With the support of MTV, White Lion’s “Pride”served as the band’s breakthrough album from 1987 with the help of the infectious rocker “Wait.” The band would follow with 1989’s “Big Game” and 1991’s “Mane Attraction” before finally calling it quits.

Since the band’s breakup, Tramp has continued his musical journey alone with a career that carries on with his latest solo effort.

“Stray from the Flock” finds the Danish singer-songwriter in fine form. His long-flowing blond hair is now significantly shorter and darker, but his voice still possesses the same electricity as it did back in the days when White Lion delivered rousing tracks like “Hungry,” “Little Fighter” and Golden Earring’s “Radar Love.”

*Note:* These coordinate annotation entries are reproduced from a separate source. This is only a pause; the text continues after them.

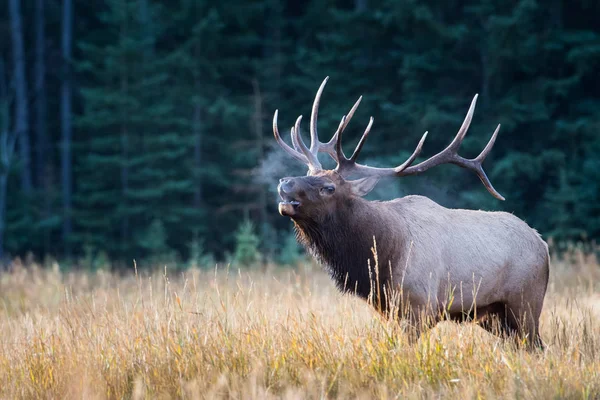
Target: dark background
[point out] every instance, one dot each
(143, 127)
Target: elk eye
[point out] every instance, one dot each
(328, 189)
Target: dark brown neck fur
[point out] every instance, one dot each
(343, 243)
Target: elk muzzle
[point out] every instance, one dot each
(289, 203)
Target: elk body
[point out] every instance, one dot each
(454, 263)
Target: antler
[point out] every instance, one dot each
(347, 166)
(308, 155)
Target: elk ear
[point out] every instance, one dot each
(361, 187)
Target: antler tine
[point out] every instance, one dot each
(314, 163)
(314, 137)
(284, 145)
(341, 157)
(447, 156)
(362, 141)
(351, 113)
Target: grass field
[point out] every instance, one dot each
(274, 333)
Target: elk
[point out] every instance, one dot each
(447, 263)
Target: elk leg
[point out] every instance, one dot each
(522, 321)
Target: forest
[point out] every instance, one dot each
(141, 129)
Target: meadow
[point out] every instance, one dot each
(274, 332)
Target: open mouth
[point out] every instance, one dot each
(288, 205)
(285, 200)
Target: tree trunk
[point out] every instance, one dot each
(3, 182)
(41, 134)
(41, 148)
(21, 107)
(360, 5)
(66, 128)
(197, 132)
(124, 151)
(260, 146)
(7, 144)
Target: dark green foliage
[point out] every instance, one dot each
(173, 102)
(246, 245)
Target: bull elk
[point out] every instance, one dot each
(495, 260)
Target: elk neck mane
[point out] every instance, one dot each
(343, 240)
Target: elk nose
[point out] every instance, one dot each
(286, 185)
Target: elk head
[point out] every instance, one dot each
(321, 191)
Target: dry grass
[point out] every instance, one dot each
(275, 333)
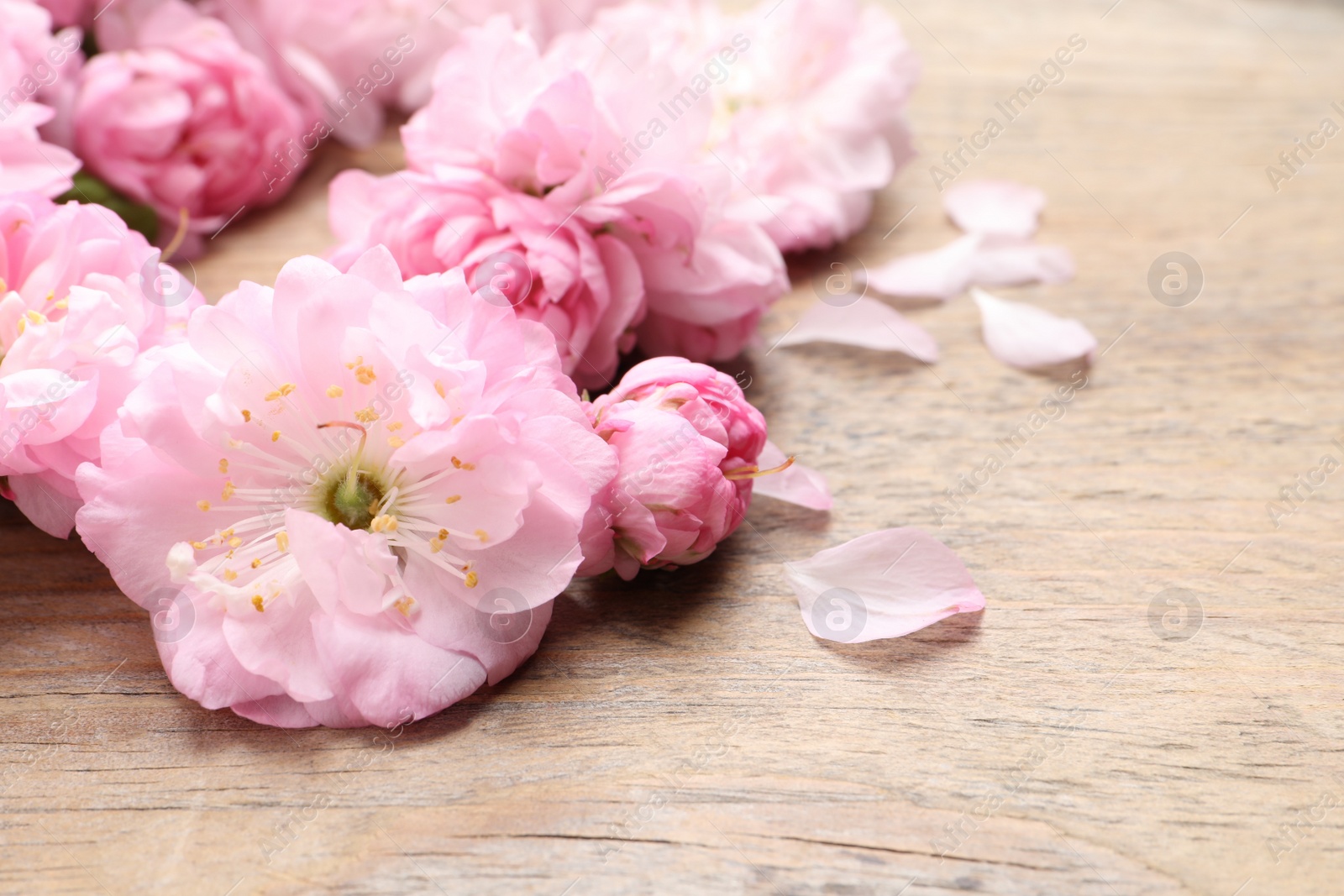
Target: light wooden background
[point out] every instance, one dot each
(687, 735)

“No End to War” is a powerful opener that details the horrors of battle and is a natural continuation of the earlier White Lion hit “When the Children Cry” as Tramp sings, “Hear the cries of a million children/Keep destroying what they’re building/Ain’t got bread and ain’t got water/Caught right in the midst of slaughter.”

“Dead End Ride” outlines the desperation of a failing relationship when neither partner can seem to find a satisfying resolution to the many obstacles that keep blocking the path to happiness.

“Homesick” addresses life on the road as a rock star and the numerous days spent away from friends and family in search of fortune and fame. It’s a realization that hits the heart far too late to make amends.

Other highlights include the heartbreaking confessional “No Closure,” the spirited road track “One Last Mission” and the soul searching described on “Messiah."

“Die with a Smile on Your Face” closes the set with a rocker’s mentality as the 58-year-old singer declares, “When you live like you want/And do as you please/You can die with a smile on your face.”

With Tramp delivering a solid album from start to finish, “Stray from the Flock” is certain to bring a smile to the faces of White Lion fans everywhere.